US POINTER, a healthy lifestyle intervention, helped participants improve blood pressure regulation of blood flow to the brain, reduced sleep apnea respiratory events, and increased cognitive resilience for adults at risk of cognitive decline. That is according to new data reported at CTAD 2025 in San Diego in December.
US POINTER is a two-year self-guided or structured lifestyle intervention program emphasizing cognitive exercise, physical exercise, health monitoring and nutrition. Three ancillary studies funded by NIH’s National Institute on Aging (NIA), POINTER-zzz, POINTER-NV and POINTER-Neuroimaging provided data about the program.

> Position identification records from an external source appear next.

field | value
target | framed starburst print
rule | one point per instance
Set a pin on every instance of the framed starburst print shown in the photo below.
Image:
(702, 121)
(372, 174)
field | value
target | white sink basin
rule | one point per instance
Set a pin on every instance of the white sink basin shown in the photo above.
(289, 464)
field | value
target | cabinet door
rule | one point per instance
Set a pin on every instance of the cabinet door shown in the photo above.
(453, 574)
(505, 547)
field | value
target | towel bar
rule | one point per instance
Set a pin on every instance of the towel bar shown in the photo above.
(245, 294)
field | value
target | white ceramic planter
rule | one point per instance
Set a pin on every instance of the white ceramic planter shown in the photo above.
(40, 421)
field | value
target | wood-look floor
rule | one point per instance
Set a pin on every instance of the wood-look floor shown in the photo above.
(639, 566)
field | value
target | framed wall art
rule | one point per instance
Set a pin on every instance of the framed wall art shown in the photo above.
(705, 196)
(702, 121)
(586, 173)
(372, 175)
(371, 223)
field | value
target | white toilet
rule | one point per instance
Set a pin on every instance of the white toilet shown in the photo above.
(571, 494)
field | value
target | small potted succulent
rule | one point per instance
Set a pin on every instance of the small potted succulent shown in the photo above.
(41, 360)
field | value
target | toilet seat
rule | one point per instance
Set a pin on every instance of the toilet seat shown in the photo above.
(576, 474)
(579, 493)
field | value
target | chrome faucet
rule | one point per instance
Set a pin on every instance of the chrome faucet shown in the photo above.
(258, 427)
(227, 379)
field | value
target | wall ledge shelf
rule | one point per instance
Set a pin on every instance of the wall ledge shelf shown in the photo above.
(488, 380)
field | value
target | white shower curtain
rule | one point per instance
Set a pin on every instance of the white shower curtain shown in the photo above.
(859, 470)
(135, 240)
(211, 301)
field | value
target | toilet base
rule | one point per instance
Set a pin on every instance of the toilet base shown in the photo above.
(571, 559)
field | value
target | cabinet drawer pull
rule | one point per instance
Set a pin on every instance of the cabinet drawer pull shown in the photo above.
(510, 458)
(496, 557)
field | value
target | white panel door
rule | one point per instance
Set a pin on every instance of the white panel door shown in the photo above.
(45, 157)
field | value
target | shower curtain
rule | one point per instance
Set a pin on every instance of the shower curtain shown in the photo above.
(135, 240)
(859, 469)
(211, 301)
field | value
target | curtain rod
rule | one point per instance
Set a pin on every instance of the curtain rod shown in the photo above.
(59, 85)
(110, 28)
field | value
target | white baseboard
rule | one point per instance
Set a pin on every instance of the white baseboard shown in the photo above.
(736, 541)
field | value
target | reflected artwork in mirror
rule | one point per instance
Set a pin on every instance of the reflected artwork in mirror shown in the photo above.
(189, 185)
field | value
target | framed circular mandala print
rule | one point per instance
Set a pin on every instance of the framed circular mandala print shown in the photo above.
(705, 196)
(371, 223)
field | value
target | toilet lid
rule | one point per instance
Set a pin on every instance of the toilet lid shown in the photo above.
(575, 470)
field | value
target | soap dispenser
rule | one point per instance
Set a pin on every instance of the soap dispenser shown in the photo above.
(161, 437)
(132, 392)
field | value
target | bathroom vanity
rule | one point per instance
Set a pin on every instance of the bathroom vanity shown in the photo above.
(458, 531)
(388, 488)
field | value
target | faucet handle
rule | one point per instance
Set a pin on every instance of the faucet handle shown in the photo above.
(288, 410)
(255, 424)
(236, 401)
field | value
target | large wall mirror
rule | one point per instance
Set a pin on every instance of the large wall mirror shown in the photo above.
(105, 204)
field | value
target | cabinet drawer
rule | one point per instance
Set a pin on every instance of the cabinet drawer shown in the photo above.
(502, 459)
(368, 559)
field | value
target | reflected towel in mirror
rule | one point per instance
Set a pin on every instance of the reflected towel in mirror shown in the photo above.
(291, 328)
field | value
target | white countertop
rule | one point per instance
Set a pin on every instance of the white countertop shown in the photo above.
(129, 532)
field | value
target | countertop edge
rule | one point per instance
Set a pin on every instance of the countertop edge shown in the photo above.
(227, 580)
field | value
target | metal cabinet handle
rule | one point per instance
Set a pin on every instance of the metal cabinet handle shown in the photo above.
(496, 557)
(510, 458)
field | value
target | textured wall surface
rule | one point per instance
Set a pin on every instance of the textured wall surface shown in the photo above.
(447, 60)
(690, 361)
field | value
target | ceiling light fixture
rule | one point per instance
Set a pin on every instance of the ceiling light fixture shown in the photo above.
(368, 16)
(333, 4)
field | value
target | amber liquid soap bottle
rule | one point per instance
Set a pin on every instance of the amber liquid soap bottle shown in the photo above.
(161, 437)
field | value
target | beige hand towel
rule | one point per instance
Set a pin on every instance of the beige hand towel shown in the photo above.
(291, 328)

A fourth ancillary study, the POINTER-Microbiome Study, which presented a poster at CTAD 2025, will report more fully at a later date.
“These studies tell us that the US POINTER lifestyle intervention with structured support has substantial and significant health benefits beyond improving cognition — and the benefits are in areas known to lower risk of cognitive decline and dementia,” said Maria C. Carrillo, PhD, Alzheimer’s Association chief science officer and medical affairs lead. “This positive relationship may multiply the beneficial impact of closely adhering to the structured U.S. POINTER ‘recipe.’”
One of the three studies, the POINTER-zzz study, analyzed whether lifestyle changes might improve sleep quality in a subset of 780 adults who participated in the US POINTER clinical trial. Respiratory disturbances from sleep apnea declined by 1 to 2 events per hour of sleep for study participants in the structured intervention versus those in the self-guided group.
Another study, the POINTER-NV study, examined 491 parent trial participants who completed comprehensive testing of vascular health at baseline, month 12 and month 24. Researchers reported significant benefits from structured intervention on the cardiovascular system and its ability to respond to sudden changes in blood pressure, compared to the self-guided group. The structured intervention also improved several measures of blood-vessel health in the body’s largest artery and the main arteries supplying the brain.
The third study, POINTER-Neuroimaging, explored how lifestyle interventions affect biological markers of Alzheimer’s and dementia in the brain. It used MRI and Aβ and tau positron emission tomography (PET) imaging among 50% of the parent trial participants. Results showed that people in the study with certain Alzheimer’s-related brain changes had greater cognitive benefits from the structured lifestyle intervention than those with these brain changes in the self-guided group.